1Department of Radiology, Division of Vascular and Interventional Radiology, Beth Israel Deaconess Medical Center/Harvard Medical School, 1 Deaconess Rd, Boston, MA 02215.
2Department of Medicine, Liver Center, Beth Israel Deaconess Medical Center/Harvard Medical School, Boston, MA.
3Clinical Research Center, Soroka University Medical Center, Beer-Sheva, Israel.
4Center for Healthcare Delivery Sciences, Beth Israel Deaconess Medical Center, Boston, MA.

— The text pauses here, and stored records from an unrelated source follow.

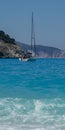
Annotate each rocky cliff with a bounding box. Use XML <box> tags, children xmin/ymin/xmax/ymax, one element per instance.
<box><xmin>0</xmin><ymin>40</ymin><xmax>22</xmax><ymax>58</ymax></box>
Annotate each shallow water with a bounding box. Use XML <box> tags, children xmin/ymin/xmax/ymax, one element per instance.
<box><xmin>0</xmin><ymin>59</ymin><xmax>65</xmax><ymax>130</ymax></box>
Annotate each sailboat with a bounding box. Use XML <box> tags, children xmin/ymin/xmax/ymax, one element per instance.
<box><xmin>19</xmin><ymin>12</ymin><xmax>36</xmax><ymax>61</ymax></box>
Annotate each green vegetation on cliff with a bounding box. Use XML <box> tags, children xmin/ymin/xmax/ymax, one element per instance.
<box><xmin>0</xmin><ymin>31</ymin><xmax>15</xmax><ymax>44</ymax></box>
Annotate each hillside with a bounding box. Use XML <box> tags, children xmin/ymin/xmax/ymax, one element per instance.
<box><xmin>0</xmin><ymin>31</ymin><xmax>65</xmax><ymax>58</ymax></box>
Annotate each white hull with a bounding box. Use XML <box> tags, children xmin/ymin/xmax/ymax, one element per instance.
<box><xmin>19</xmin><ymin>57</ymin><xmax>35</xmax><ymax>61</ymax></box>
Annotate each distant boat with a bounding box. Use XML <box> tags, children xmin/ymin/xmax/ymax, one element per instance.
<box><xmin>19</xmin><ymin>13</ymin><xmax>36</xmax><ymax>61</ymax></box>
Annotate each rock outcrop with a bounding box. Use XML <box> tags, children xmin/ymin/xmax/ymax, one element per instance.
<box><xmin>0</xmin><ymin>40</ymin><xmax>22</xmax><ymax>58</ymax></box>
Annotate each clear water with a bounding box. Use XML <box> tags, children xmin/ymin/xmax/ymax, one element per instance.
<box><xmin>0</xmin><ymin>59</ymin><xmax>65</xmax><ymax>130</ymax></box>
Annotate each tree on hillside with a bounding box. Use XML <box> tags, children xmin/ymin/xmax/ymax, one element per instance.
<box><xmin>0</xmin><ymin>31</ymin><xmax>15</xmax><ymax>44</ymax></box>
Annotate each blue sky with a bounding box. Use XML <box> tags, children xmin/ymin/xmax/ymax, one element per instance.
<box><xmin>0</xmin><ymin>0</ymin><xmax>65</xmax><ymax>50</ymax></box>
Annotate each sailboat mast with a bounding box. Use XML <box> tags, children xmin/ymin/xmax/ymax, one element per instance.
<box><xmin>31</xmin><ymin>12</ymin><xmax>36</xmax><ymax>54</ymax></box>
<box><xmin>31</xmin><ymin>12</ymin><xmax>33</xmax><ymax>52</ymax></box>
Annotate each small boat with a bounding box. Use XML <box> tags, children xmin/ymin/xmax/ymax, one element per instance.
<box><xmin>19</xmin><ymin>13</ymin><xmax>36</xmax><ymax>61</ymax></box>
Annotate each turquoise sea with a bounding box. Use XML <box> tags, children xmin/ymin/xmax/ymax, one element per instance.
<box><xmin>0</xmin><ymin>59</ymin><xmax>65</xmax><ymax>130</ymax></box>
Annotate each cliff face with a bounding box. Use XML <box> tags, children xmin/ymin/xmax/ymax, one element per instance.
<box><xmin>0</xmin><ymin>41</ymin><xmax>22</xmax><ymax>58</ymax></box>
<box><xmin>0</xmin><ymin>40</ymin><xmax>65</xmax><ymax>58</ymax></box>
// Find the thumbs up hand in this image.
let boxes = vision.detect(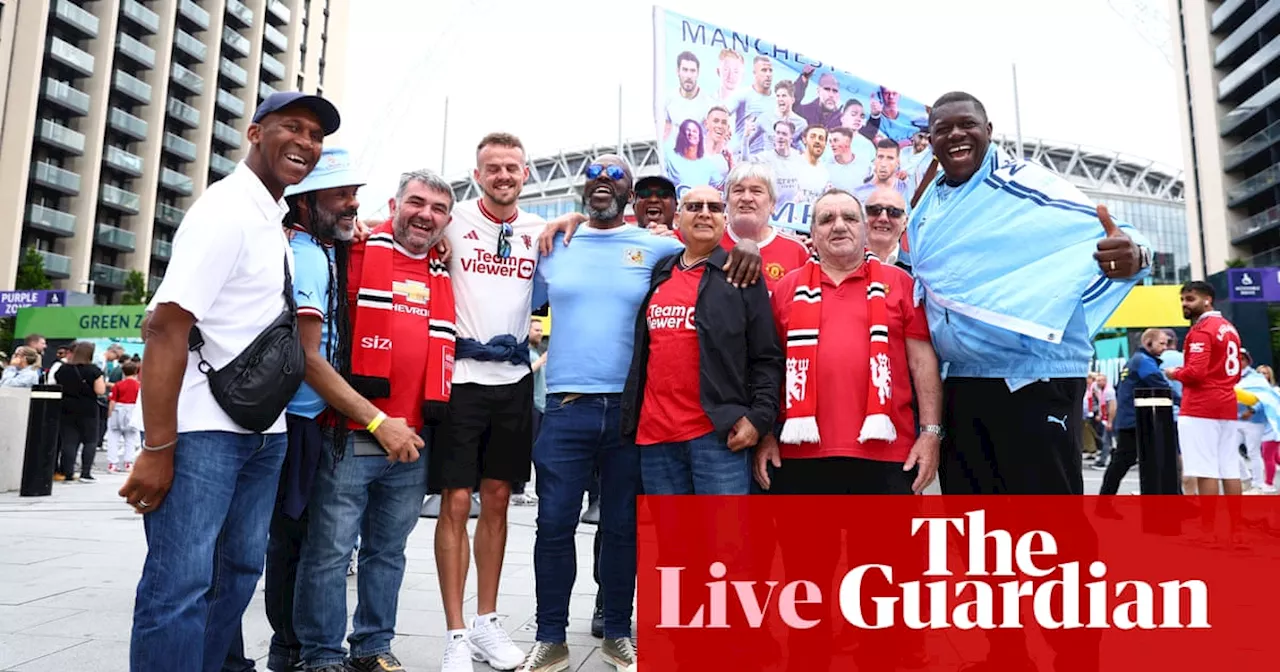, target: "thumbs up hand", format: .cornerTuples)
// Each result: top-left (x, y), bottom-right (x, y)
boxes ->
(1093, 205), (1142, 279)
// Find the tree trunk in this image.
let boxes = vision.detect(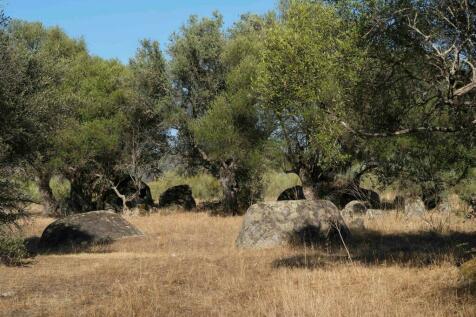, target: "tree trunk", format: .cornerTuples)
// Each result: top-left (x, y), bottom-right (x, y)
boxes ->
(220, 161), (239, 216)
(299, 168), (319, 200)
(38, 173), (58, 215)
(68, 178), (96, 213)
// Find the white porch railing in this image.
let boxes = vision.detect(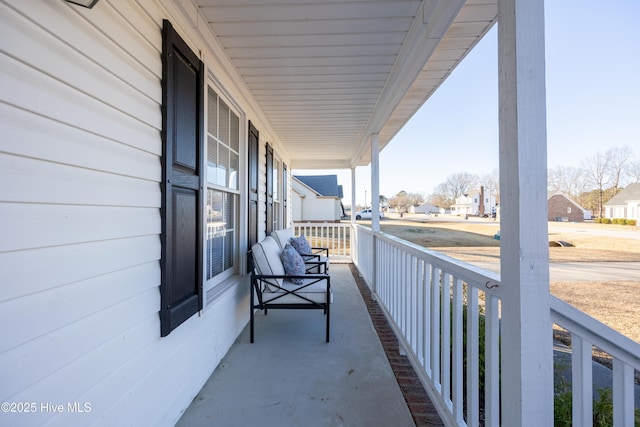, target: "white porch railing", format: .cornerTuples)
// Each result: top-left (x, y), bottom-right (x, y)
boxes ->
(351, 225), (640, 426)
(293, 222), (351, 262)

BACKGROUND. Complete pathologic necrosis (CPN) is associated with improved survival in patients who undergo liver transplant (LT) after locoregional therapy (LRT) for hepatocellular carcinoma (HCC). OBJECTIVE. The purpose of this article was to identify patient, HCC, and transplant center characteristics associated with rates of CPN on explant evaluation using a large national sample of patients undergoing LT after LRT for HCC measuring 3 cm or smaller. METHODS. This retrospective study used data from the United Network for Organ Sharing database. The study included 6265 adults (median age, 62 years; 1505 women, 4760 men) who underwent LT after a single type of LRT (either transarterial chemoembolization [TACE], thermal ablation, or transarterial radioembolization [TARE]) for HCCs measuring 3 cm or smaller at one of 118 U.S. transplant centers from April 12, 2012, to March 31, 2020. Patients were classified as having CPN if explant evaluation showed 100% necrosis of all HCCs. Associations with CPN were explored. Centers were categorized into tertiles on the basis of center-level CPN rates, and tertiles were compared. RESULTS. LRT was performed by TACE in 69.5% (4352/6265), thermal ablation in 19.4% (1217/6265), and TARE in 11.1% (696/6265) of patients. CPN rate was 18.5% (805/4352) after TACE, 35.8% (436/1217) after thermal ablation, 33.6% (234/696) after TARE, and 23.5% (1475/6265) overall. In multivariable analysis incorporating age, sex, model for end-stage liver disease score, α-fetoprotein level before LRT, wait list time, number of HCCs, HCC size, and the transplant center (as a random factor), use of thermal ablation (OR, 2.19; 95% CI, 1.86-2.57; p < .001) or TARE (OR, 1.92; 95% CI, 1.57-2.36; p < .001), with TACE as reference, independently predicted greater likelihood of CPN. Center-level CPN rates ranged from 0.0% to 50.0%. With centers stratified by CPN rates, ablation was performed more frequently than TACE in 5.0% of centers in the first, 15.4% in the second, and 23.1% in the third tertiles (p = .07). CONCLUSION.CPN rate on explant evaluation was low. Thermal ablation or TARE, rather than TACE, was associated with higher likelihood of CPN in patient-level and center-level analyses. CLINICAL IMPACT. Findings from this large national sample support a potential role of thermal ablation or TARE for achieving CPN of HCC measuring 3 cm or smaller.